Another nickname of mine I still hear shouted out at festivals and bull fights is, Matamono, not to be confused with local notable characters Matagato and Matapeón.  Those who know me are aware of my conviction towards the well-being of wildlife.  I might capture and display snakes at my home but never for longer than a month and certainly shorter if I don’t have their required food available.  So, the uninitiated take umbrage at my “monkey killer” moniker.  Here’s the story.   Returning from a tour and driving passed the old Melina plantations by Sombrero, we spotted a Capuchin running across the road in front of us.  Odd, I thought.  And it did so with an unusually clumsy gait.  So, we stopped the car. I got out and found said monkey in a very sad state of decline.  Labored breathing, open sores, torn lips, bad dentition . . . this little dude was messed up badly!  Looking for something to end the suffering became easier when a truck belonging to Osa Agg stopped to see what the fuss was about.  Surely these gold miners would be in possession of a firearm, right?  Surprisingly, everyone left their guns at home worrying Obama would take them away.  However, the tell-tale “schwing” of a machete coming out of its scabbard gave me hope.  Yes indeed, a bona fide 36″ Wilkinson-edged blade was handed to me in order to dispatch our unfortunate phylogenetic cousin.  Not one to shy away from an audience, I said some light-hearted prayers for the dying, licked my thumb and drew it along the length of the blade, took aim at its parasite-infested neck and whacked its head off.  For me, it was an act of compassion but to the crew of oreros it was the day I became Matamono.


Other nations tend to have pseudonyms based on a deviation of the original name or thing.  Aussies are great at this and I often stop my good mate, Moyk (I’ll get to that), in the middle of a story to clarify what the hell it was he just said.  In fact, years back, I hosted a “What the Fuck is Moyk Saying?” party at Martina’s bar using vernacular such as “eskie,” “musos” and “seppos.”  Eskie is an ice chest because they are cold, like the cold-dwelling Eskimo people that lend it the name.  Muso is short for musician (pretty straight forward).  Seppos is my favorite and is what gringos are called down under.
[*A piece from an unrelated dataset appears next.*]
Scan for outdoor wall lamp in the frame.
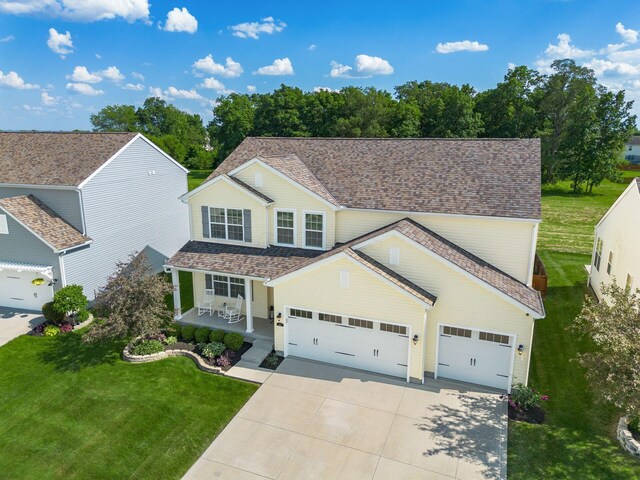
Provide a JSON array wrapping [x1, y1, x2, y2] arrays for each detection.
[[517, 344, 524, 356], [412, 334, 419, 345], [276, 312, 283, 327]]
Because Yanks rhymes with tanks.  And, apparently, Australia has septic tanks.  Well, in order to give the nation responsible for Donald Trump a little dig, we Americans became Seppos, or septic tanks.  Now, I realize this nickname has nothing to do with DT and was probably given to us when fighting side by side in WWll so don’t get all bent if you’re a Donald supporter.

So, Mike became Moyk because when he was introducing himself to the management at Lapa Rios years back, this is what they heard. “El gusto es mío. Mi nombre es Moyk.”  The stunned look on the faces repeating, “Moyk?” cracked me up so from that point on, all I ever called him was Moyk.  Which works because there might be other Mikes around, but we never confuse them.  His wife and daughter call him Moyk. He’s Moyk.

Ticos prefer to create nicknames based on the ridiculously rich flora and fauna in which they live.  So when my friend, Thornton (aka Thorny) came to visit, I set out explaining what thorny means in English using examples from rose bushes to citrus trees.  But when walking through PJ one day in the midst of describing Thorny’s nickname, I spied a pejibaye palm tree and used it as an example.  My Tico bro couldn’t care less if he was named Spike, Prick or Ouch because from that instant on he became, Pejibaye.  He’s been off the radar over 15 years now but I bet if he magically appeared on the main drag downtown, there would be shouts of “Pejibayeeeee.”

One of the classics is Perejil.  Parsley . . .  Years ago when my wife, Terry, used to walk the hill behind our place with her friend, Katie, they would stop in at Katie’s place of employ, Lapa Rios, for a glass of water and a chat.  Now, I don’t know if this guy, Perejil, was on staff when Moyk got his nickname, but finally the girls had to ask why he was referred to as such.  One of the women working there described the unfortunate lad like a sprig of parsley you push to the side of your plate so you can focus on the main course.  Harsh?  Perhaps.  But poetic nevertheless in its resolute clarity.